Legal & Regulatory

DTE Energy’s Fermi 2 Nuclear Reactor Gets License to Operate for 20 More Years

Fermi 2, a 1,170-MW boiling water reactor owned by DTE Electric on the western shore of Lake Erie, in Monroe County, Mich., has garnered the Nuclear Regulatory Commission’s (NRC’s) green light to operate until March 2045.

DTE Electric submitted an application to the NRC to renew the 29-year-old reactor’s operating license in April 2014. The original operating license for the reactor would have expired in March 2025.

Fermi 2 Nuclear Power Plant
DTE Energy’s Fermi 2 Nuclear Power Plant.

Fermi 2, which is run by about 800 full-time workers, has produced more than 200 million MWh during its lifetime.

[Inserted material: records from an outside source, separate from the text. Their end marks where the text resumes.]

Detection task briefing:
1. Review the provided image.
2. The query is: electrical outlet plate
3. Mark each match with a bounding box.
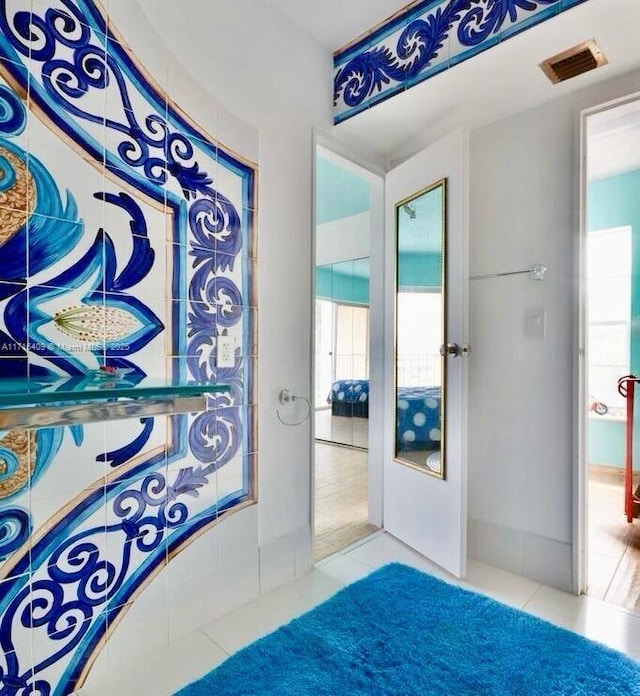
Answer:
[217,336,236,367]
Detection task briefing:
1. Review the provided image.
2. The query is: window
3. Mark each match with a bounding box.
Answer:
[397,291,442,387]
[334,304,369,379]
[315,299,369,408]
[587,227,631,413]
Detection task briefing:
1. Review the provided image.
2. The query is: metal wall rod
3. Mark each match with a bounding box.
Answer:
[469,264,547,280]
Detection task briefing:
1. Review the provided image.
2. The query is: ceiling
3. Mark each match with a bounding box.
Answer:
[322,0,640,164]
[587,100,640,180]
[267,0,405,53]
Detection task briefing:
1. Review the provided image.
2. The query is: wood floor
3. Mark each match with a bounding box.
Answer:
[587,467,640,612]
[315,442,376,561]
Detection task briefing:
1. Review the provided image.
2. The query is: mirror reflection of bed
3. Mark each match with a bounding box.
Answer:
[395,181,446,478]
[314,147,376,560]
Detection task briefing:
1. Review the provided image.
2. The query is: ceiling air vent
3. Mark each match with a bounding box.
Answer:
[540,39,607,85]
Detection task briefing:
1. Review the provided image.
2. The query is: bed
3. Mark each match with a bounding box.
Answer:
[327,379,369,418]
[327,379,441,452]
[396,387,441,452]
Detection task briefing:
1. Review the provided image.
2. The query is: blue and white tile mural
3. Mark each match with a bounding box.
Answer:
[333,0,586,123]
[0,0,257,696]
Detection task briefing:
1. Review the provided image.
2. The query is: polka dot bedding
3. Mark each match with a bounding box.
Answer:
[396,387,441,451]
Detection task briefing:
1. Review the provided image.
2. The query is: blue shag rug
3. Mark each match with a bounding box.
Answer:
[179,563,640,696]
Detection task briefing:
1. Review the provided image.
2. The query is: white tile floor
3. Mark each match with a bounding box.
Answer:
[78,533,640,696]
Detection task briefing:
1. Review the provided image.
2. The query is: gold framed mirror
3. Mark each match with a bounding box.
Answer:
[394,179,447,479]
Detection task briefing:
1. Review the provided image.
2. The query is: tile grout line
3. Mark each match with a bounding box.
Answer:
[521,583,544,611]
[199,628,231,657]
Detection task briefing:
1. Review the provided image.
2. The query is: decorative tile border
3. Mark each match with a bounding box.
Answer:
[333,0,586,124]
[0,0,257,696]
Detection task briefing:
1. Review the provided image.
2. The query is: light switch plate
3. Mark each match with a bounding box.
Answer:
[216,336,236,367]
[524,309,547,338]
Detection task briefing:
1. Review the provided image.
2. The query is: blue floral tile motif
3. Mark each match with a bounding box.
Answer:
[333,0,586,124]
[0,0,257,696]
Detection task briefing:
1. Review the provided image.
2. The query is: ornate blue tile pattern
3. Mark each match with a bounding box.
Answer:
[333,0,586,124]
[0,0,257,696]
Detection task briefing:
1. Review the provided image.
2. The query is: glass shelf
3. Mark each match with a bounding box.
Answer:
[0,371,229,430]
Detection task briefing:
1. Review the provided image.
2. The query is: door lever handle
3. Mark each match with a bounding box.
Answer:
[440,343,462,358]
[440,343,471,358]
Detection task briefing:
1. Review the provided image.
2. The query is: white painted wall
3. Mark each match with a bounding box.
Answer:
[83,0,382,694]
[469,72,640,589]
[316,212,371,266]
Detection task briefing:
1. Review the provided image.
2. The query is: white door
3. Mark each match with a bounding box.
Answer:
[384,130,469,577]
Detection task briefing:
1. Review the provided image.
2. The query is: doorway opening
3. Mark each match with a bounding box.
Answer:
[583,100,640,611]
[313,145,381,561]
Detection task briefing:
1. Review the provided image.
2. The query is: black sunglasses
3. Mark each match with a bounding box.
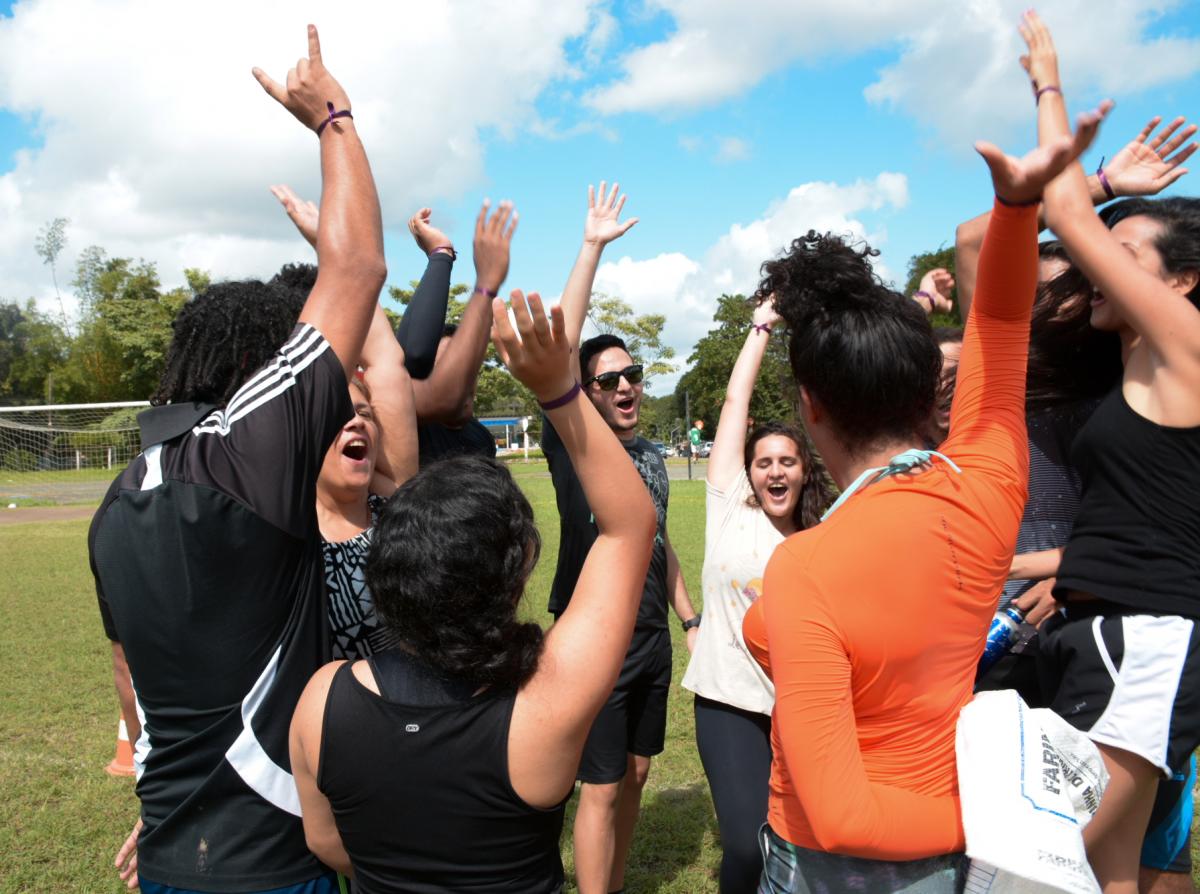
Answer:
[583,364,642,391]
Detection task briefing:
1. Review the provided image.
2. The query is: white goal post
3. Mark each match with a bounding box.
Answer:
[0,401,150,478]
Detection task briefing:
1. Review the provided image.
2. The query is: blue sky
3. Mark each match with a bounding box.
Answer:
[0,0,1200,384]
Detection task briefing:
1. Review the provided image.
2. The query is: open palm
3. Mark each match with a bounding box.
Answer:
[583,180,637,245]
[1104,116,1196,196]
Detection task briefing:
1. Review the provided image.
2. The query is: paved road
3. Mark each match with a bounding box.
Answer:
[0,506,96,527]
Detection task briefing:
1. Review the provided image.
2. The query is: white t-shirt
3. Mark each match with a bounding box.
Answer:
[683,469,784,714]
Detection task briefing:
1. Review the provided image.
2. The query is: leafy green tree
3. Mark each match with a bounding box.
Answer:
[637,394,683,444]
[34,217,70,325]
[55,246,198,401]
[588,292,676,382]
[0,299,71,403]
[674,295,796,437]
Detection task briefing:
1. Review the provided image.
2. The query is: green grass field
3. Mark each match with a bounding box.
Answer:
[0,462,1200,894]
[0,462,720,894]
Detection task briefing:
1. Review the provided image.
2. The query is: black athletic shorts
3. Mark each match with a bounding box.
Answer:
[576,630,671,785]
[1039,602,1200,779]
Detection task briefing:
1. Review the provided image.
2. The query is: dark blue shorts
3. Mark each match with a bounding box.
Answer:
[1141,755,1196,875]
[138,871,350,894]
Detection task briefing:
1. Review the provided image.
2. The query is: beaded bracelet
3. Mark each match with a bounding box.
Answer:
[317,101,354,137]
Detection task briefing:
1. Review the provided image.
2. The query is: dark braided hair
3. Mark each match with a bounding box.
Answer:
[150,280,307,407]
[366,456,544,688]
[755,230,942,454]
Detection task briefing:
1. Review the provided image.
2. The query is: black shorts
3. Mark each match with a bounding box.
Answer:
[576,630,671,785]
[1039,604,1200,779]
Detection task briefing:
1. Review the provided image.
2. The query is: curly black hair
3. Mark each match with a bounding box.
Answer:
[755,230,942,454]
[742,421,835,530]
[1025,240,1122,410]
[150,280,307,407]
[366,456,544,688]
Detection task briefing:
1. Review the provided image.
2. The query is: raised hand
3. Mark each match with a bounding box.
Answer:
[1104,115,1196,196]
[408,208,454,260]
[913,266,954,313]
[750,294,784,329]
[251,25,350,130]
[492,289,575,403]
[271,184,320,248]
[474,199,517,294]
[1018,10,1062,91]
[583,180,638,247]
[976,100,1112,205]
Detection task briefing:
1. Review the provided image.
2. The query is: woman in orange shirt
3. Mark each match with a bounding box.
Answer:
[744,104,1100,894]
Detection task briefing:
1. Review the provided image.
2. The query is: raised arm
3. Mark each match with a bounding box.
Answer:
[704,299,780,492]
[1021,12,1200,384]
[954,113,1196,320]
[559,180,638,380]
[396,208,455,382]
[493,292,658,808]
[362,305,418,497]
[942,96,1102,477]
[413,199,517,425]
[253,25,388,379]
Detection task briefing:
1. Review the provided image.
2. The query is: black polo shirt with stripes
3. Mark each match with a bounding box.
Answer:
[89,324,353,892]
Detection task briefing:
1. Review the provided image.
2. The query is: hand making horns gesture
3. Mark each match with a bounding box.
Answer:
[251,25,350,130]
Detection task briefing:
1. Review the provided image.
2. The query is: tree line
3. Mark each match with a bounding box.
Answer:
[0,224,959,443]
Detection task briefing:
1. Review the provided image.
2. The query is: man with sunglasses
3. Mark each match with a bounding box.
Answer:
[542,184,700,894]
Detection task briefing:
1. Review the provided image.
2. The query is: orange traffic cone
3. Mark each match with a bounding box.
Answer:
[104,718,133,776]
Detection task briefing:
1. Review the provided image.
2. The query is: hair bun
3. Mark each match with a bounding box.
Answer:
[755,229,893,330]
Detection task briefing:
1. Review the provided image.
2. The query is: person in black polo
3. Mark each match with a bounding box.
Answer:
[542,182,700,894]
[89,25,386,894]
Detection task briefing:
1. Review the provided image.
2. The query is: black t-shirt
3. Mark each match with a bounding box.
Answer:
[1055,384,1200,618]
[89,324,353,892]
[541,418,671,632]
[416,419,496,467]
[317,649,565,894]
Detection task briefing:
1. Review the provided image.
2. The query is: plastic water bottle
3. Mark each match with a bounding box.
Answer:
[976,605,1025,677]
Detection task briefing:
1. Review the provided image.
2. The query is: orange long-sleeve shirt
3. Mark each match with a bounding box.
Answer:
[743,203,1037,860]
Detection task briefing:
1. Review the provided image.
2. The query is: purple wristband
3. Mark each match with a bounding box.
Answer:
[538,382,583,410]
[1096,156,1117,199]
[996,192,1042,208]
[317,101,354,137]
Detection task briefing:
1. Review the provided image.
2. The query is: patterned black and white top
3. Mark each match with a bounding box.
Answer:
[320,493,398,661]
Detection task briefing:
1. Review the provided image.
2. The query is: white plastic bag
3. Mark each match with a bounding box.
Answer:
[955,690,1109,894]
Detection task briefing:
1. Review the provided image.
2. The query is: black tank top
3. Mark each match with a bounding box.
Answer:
[317,649,565,894]
[1055,385,1200,618]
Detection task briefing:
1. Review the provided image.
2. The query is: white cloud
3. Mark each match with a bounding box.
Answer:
[714,137,750,163]
[0,0,595,309]
[595,172,908,394]
[586,0,1200,146]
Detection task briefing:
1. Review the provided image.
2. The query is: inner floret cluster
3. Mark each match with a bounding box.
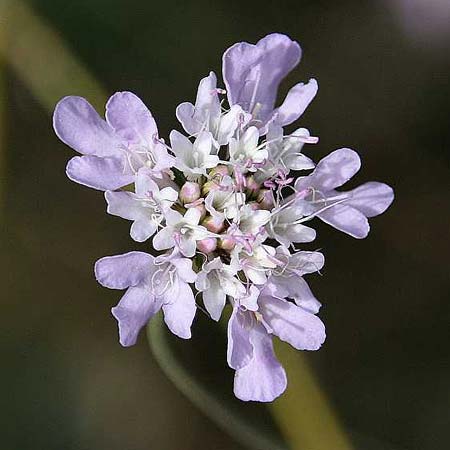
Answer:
[54,34,393,401]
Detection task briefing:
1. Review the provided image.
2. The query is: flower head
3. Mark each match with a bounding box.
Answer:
[54,34,393,401]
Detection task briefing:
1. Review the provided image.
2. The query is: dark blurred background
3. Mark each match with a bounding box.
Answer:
[0,0,450,450]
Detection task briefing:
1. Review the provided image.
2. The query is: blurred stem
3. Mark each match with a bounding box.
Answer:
[270,339,353,450]
[0,11,7,214]
[147,314,286,450]
[0,0,106,111]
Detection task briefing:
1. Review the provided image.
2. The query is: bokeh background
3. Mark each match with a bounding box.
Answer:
[0,0,450,450]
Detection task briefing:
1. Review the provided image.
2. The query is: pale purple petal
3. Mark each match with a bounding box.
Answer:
[130,218,157,242]
[66,156,134,191]
[162,278,197,339]
[227,305,251,370]
[153,227,177,250]
[176,72,220,135]
[223,33,301,122]
[290,251,325,276]
[106,92,158,143]
[94,252,154,289]
[318,204,370,239]
[135,168,159,197]
[274,223,316,247]
[295,148,361,193]
[202,276,226,321]
[264,275,322,314]
[53,96,121,156]
[345,181,394,217]
[105,191,148,220]
[111,285,161,347]
[275,78,318,126]
[259,296,325,350]
[292,278,322,314]
[234,324,287,402]
[170,258,197,283]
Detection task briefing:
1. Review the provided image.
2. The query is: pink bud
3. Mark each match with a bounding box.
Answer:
[247,202,261,211]
[180,181,200,204]
[209,164,229,177]
[257,189,274,210]
[202,216,224,233]
[202,180,220,195]
[197,238,217,253]
[219,238,236,252]
[246,175,261,195]
[194,203,206,220]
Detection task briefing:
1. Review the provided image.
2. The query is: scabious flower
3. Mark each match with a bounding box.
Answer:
[54,34,394,402]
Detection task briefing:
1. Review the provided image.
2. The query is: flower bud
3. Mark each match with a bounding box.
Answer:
[197,238,217,253]
[257,189,274,210]
[202,216,224,233]
[209,164,229,178]
[219,237,236,252]
[247,202,261,211]
[180,181,200,205]
[202,180,220,195]
[246,175,261,196]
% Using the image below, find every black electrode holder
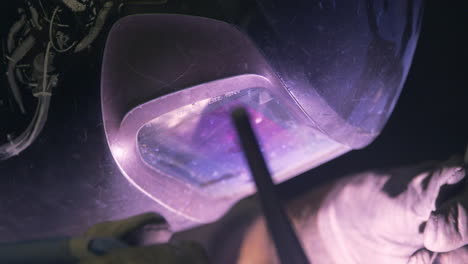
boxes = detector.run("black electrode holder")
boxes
[232,108,310,264]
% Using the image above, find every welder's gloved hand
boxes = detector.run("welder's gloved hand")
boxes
[316,158,468,264]
[69,213,170,260]
[79,241,209,264]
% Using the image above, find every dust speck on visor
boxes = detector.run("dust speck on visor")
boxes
[101,0,421,230]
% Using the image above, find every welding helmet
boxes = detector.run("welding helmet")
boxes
[101,0,421,229]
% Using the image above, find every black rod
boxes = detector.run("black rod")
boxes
[232,108,309,264]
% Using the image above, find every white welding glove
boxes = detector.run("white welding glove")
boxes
[316,158,468,264]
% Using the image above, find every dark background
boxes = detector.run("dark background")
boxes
[0,1,468,249]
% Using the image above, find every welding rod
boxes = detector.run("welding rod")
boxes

The single-cycle, forced circulation GE-BWR 4 first got its operating license in March 1985. Fermi 1, a sodium-cooled fast breeder reactor that was located nearby, has been decommissioned.

DTE Energy said in a statement that it spent two years developing “exhaustive technical and environmental studies” prior to the filing.

The NRC said it authorized the director of the Office of Nuclear Reactor Regulation to issue the renewed license despite a motion filed by anti-nuclear groups to reopen the adjudicatory hearing, which is pending before the NRC’s Atomic Safety and Licensing Board. “The Commission’s direction does not reflect judgment on that motion or a proposed new contention challenging the renewal,” the NRC said.

To date, the NRC has renewed the operating licenses of 87 commercial nuclear power reactors, though three of these have since permanently shut down. The NRC noted that applications for an additional eight renewals are currently under review: Indian Point 2 and 3 (filed in April 2007); Diablo Canyon 1 and 2 (filed in November 2009); Seabrook 1 (filed in June 2010); South Texas Project 1 and 2 (filed in October 2010); and Waterford 3 (filed in March 2016).

However, Pacific Gas and Electric, which owns the Diablo Canyon plant on the central California coastline, plans to permanently close the 2.3-GW reactor by 2025.

The NRC is meanwhile scheduled to issue a final second supplement to the final environmental impact statement for Indian Point by January 2017. The current operating licenses for Units 2 and 3 were set to expire in September 2013 and December 2015. The reactors continue to operate under “timely renewal,” which allows them to operate under existing licenses until the NRC makes a final determination on the license renewal application.